• Lesson 5 - Theories of Learning

    • Compulsory Reading

    • Activity (Reflective Thinking, Note Taking and Discussion)

      Choosing a Theory of Learning

      Entwistle (2010) states:

      There are some important questions to ask when considering how much weight to place on evidence or how valuable the theory will be for pedagogy. For example:

      1. Is the theory derived from data or observations in an educational context?
      2. Is the theory presented in language that is readily intelligible to teachers?
      3. Can the aspects identified as affecting learning be readily changed [by the teacher]?
      4. Does the theory have direct implications for teaching and learning [in the particular context in which you are working]?
      5. How realistic and practical are the suggestions?
      6. Will the theory spark off new ideas about teaching?

      It is not sufficient for a pedagogical theory simply to explain how people learn; it also has to provide clear implications about how to improve the quality and efficiency of learning.

      Using Entwistle’s criteria and your own knowledge and experience of teaching, answer the questions below.

      1. Which theory of learning do you like best, and why? State what main subject you are teaching.
      2. Does your preferred way of teaching match any of these theoretical approaches? Write down some of the activities you do when teaching that ‘fit’ with this theory.
      3.  Does your teaching generally combine different theories – sometimes behaviorist, sometimes cognitive, etc.? If so, what are the reasons or contexts for taking one specific approach rather than another?
      4. How do you think new digital technologies, such as social media, affect these theories? Do new technologies make these theories redundant? Does connectivism replace other theories or merely add another way of looking at teaching and learning?

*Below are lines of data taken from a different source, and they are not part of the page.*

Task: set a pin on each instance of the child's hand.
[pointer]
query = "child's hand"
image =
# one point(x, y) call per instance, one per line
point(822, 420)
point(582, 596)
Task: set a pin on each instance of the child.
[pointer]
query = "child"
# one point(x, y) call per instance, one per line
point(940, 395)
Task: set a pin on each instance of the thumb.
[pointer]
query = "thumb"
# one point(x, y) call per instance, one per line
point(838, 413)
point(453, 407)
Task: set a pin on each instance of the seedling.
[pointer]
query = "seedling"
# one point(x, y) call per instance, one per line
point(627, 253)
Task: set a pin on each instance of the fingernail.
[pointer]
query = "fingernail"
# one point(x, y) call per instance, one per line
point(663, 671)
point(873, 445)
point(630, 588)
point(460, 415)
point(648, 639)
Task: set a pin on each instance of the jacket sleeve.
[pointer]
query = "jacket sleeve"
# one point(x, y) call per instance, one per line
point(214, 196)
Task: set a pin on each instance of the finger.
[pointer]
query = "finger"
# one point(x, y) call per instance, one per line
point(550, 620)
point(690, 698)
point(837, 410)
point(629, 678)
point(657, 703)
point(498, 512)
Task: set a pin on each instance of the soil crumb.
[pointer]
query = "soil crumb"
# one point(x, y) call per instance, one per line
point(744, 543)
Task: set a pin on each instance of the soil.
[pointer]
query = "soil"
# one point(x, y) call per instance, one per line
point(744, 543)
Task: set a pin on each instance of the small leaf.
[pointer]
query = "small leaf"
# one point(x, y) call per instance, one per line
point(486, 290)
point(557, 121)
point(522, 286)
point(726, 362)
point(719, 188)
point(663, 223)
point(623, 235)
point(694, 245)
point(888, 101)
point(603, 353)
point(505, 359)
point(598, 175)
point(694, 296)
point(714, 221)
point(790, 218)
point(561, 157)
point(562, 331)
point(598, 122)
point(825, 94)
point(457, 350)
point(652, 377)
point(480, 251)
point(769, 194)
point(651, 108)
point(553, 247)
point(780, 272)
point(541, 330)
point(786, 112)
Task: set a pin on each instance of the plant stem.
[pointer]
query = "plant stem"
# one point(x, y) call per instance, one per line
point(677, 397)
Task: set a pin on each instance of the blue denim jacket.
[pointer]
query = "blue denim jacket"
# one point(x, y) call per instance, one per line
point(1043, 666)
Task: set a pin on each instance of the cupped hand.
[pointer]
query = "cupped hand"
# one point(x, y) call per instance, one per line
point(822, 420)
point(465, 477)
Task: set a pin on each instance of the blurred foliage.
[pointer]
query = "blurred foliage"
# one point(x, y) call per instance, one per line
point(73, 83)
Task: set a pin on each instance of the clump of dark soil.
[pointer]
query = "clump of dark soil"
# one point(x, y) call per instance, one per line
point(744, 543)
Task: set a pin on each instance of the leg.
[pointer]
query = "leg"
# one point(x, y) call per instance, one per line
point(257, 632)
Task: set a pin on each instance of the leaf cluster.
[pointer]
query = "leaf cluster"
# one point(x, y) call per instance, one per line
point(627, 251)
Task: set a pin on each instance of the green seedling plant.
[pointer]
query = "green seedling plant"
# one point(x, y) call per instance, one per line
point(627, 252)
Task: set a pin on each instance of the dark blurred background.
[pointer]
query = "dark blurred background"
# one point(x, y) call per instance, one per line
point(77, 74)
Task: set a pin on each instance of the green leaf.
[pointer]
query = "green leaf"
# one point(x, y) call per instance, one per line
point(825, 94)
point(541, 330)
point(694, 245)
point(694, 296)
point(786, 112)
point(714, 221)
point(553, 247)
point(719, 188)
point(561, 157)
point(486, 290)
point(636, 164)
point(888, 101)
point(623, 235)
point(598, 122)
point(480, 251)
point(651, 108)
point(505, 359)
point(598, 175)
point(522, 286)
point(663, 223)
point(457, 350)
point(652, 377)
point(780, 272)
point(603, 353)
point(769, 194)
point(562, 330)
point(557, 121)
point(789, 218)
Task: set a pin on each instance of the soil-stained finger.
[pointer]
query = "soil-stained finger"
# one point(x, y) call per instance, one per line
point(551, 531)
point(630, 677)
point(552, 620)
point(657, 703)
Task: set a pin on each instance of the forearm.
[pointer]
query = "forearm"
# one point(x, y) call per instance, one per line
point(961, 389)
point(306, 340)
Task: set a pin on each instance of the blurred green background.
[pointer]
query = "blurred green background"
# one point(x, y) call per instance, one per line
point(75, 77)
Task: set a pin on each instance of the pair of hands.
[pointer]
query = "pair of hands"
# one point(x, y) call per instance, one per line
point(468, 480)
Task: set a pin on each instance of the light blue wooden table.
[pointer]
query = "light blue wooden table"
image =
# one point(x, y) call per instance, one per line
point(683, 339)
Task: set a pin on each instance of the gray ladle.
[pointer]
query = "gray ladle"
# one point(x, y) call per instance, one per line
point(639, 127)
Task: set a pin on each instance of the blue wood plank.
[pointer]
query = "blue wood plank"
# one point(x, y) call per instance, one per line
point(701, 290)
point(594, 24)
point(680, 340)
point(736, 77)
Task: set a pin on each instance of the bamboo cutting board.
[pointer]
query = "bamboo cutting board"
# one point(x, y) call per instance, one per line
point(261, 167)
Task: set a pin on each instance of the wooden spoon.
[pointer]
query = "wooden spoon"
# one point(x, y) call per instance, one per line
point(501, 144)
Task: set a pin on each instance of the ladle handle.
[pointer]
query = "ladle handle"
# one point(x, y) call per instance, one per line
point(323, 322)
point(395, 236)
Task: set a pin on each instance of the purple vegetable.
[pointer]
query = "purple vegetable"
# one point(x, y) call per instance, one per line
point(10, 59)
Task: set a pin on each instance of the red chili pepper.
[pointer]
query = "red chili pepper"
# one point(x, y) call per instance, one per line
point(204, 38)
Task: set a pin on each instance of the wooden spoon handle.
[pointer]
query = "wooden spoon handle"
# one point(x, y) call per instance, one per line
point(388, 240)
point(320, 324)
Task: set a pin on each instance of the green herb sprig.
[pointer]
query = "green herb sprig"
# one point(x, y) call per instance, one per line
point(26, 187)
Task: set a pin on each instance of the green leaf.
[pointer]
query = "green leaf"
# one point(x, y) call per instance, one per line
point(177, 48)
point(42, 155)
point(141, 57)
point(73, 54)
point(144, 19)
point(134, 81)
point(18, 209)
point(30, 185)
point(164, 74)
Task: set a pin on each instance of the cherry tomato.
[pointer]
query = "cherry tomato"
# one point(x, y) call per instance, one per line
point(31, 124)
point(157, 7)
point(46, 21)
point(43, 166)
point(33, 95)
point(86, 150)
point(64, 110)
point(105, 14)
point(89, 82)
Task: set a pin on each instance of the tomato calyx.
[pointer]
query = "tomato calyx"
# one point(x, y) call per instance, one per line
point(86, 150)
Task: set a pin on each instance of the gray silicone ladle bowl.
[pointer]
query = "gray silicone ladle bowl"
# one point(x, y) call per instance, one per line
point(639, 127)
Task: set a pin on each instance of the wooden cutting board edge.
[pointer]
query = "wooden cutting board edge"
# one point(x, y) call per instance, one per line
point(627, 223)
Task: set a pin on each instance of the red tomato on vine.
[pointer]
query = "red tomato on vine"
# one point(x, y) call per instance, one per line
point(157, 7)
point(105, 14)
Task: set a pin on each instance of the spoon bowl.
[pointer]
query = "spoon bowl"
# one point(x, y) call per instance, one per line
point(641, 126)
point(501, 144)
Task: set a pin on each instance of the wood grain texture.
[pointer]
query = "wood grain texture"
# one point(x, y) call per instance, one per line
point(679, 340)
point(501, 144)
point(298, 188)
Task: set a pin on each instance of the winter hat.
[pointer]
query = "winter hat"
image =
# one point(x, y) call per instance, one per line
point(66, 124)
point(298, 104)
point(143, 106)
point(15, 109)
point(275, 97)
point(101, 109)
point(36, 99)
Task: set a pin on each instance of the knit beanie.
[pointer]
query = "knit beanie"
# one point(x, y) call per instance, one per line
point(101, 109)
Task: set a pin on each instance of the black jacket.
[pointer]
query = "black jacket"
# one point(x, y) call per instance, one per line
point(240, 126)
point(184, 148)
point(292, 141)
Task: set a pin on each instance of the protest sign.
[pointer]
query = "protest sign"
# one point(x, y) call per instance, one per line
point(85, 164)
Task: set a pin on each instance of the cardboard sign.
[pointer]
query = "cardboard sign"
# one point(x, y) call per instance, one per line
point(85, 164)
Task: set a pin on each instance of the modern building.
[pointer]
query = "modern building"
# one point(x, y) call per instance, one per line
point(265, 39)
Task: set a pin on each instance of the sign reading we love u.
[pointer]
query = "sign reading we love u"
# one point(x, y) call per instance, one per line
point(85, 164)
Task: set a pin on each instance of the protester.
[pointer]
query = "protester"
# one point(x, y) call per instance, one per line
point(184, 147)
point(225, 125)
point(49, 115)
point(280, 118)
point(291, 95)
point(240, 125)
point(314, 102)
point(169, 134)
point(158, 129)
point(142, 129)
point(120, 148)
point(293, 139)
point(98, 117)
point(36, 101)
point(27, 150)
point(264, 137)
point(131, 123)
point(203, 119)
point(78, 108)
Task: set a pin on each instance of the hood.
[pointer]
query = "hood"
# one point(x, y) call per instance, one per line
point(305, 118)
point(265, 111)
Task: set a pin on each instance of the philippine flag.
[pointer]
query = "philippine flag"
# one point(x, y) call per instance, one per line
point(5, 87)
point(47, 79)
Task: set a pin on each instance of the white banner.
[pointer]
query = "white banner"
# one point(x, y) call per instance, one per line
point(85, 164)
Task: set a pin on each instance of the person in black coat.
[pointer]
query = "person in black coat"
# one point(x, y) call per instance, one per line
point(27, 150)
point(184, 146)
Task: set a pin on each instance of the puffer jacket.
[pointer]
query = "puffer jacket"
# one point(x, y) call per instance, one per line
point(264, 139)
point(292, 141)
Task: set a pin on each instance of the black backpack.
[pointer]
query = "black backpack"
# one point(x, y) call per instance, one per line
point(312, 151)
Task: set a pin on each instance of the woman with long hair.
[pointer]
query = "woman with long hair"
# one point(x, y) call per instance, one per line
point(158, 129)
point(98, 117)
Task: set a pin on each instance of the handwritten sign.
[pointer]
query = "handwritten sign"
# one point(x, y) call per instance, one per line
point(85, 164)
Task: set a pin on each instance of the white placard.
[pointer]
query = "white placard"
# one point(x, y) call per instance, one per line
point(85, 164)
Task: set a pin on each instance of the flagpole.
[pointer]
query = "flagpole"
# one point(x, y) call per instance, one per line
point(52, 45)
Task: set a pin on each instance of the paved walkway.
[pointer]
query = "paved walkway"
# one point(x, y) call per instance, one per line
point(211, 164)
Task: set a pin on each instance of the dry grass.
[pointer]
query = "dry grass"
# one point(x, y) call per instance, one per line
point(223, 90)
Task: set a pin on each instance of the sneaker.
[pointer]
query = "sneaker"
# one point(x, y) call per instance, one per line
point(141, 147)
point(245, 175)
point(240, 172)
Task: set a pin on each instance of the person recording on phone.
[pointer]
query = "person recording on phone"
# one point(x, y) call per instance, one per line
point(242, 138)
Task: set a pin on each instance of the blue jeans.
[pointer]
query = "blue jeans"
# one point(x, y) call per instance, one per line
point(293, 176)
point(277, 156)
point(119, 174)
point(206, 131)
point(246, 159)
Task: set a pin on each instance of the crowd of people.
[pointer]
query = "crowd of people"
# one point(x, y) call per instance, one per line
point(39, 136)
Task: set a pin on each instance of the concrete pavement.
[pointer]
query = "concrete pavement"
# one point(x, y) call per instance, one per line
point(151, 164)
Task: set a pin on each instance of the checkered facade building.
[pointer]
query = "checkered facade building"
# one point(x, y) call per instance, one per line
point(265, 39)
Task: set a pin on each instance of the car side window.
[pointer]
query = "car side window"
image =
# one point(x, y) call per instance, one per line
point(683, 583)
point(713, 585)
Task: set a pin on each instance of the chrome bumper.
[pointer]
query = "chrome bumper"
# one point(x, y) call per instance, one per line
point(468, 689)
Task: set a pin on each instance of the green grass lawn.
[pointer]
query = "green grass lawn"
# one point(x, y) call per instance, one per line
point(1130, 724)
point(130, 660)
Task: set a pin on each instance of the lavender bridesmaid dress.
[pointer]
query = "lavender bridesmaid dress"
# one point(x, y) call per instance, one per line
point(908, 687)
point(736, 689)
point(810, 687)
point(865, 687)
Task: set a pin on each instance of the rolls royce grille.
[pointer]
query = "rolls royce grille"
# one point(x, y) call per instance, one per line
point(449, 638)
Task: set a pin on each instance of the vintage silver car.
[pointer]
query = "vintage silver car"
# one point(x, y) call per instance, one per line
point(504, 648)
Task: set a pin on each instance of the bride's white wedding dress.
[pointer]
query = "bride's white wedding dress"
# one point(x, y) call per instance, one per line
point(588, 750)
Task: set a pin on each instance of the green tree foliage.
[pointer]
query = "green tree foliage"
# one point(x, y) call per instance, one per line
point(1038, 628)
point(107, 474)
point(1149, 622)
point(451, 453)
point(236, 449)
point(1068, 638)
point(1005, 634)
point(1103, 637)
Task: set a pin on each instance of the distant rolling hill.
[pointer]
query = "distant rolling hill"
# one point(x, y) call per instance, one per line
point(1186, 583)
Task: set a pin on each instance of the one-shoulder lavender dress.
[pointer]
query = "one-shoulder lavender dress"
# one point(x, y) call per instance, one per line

      Share your reflection in Lesson Five Forum.

    • Knowledge Check

    • Key Takeaways

      Key takeaways from this lesson are:

      • Teaching is a highly complex occupation, which needs to adapt to a great deal of variety in context, subject matter and learners. It does not lend itself to broad generalizations. Nevertheless, it is possible to provide guidelines or principles based on best practices, theory and research, that must then be adapted or modified to local conditions.
      • Our underlying beliefs and values, usually shared by other experts in a subject domain, shape our approach to teaching. These underlying beliefs and values are often implicit and are often not directly shared with our students, even though they are seen as essential components of becoming an ‘expert’ in a particular subject domain.
      • No single method is likely to meet all the requirements teachers face in the digital age.
      • Nevertheless, some forms of teaching fit better with the development of the skills needed in a digital age. In particular, methods that focus on conceptual development, such as dialogue and discussion, knowledge management (rather than information transmission), and experiential learning in real-world contexts, are all methods more likely to develop the high-level conceptual skills required in a digital age.
      • Traditional classroom teaching, and especially transmissive lectures, were designed for another age. Although lectures have served us well, we are now in a different age that requires different methods.
      • The key shift is towards greater emphasis on skills, particularly knowledge management, and less on memorizing content. We need teaching methods for teaching and learning that lead to the development of the skills needed in a digital age.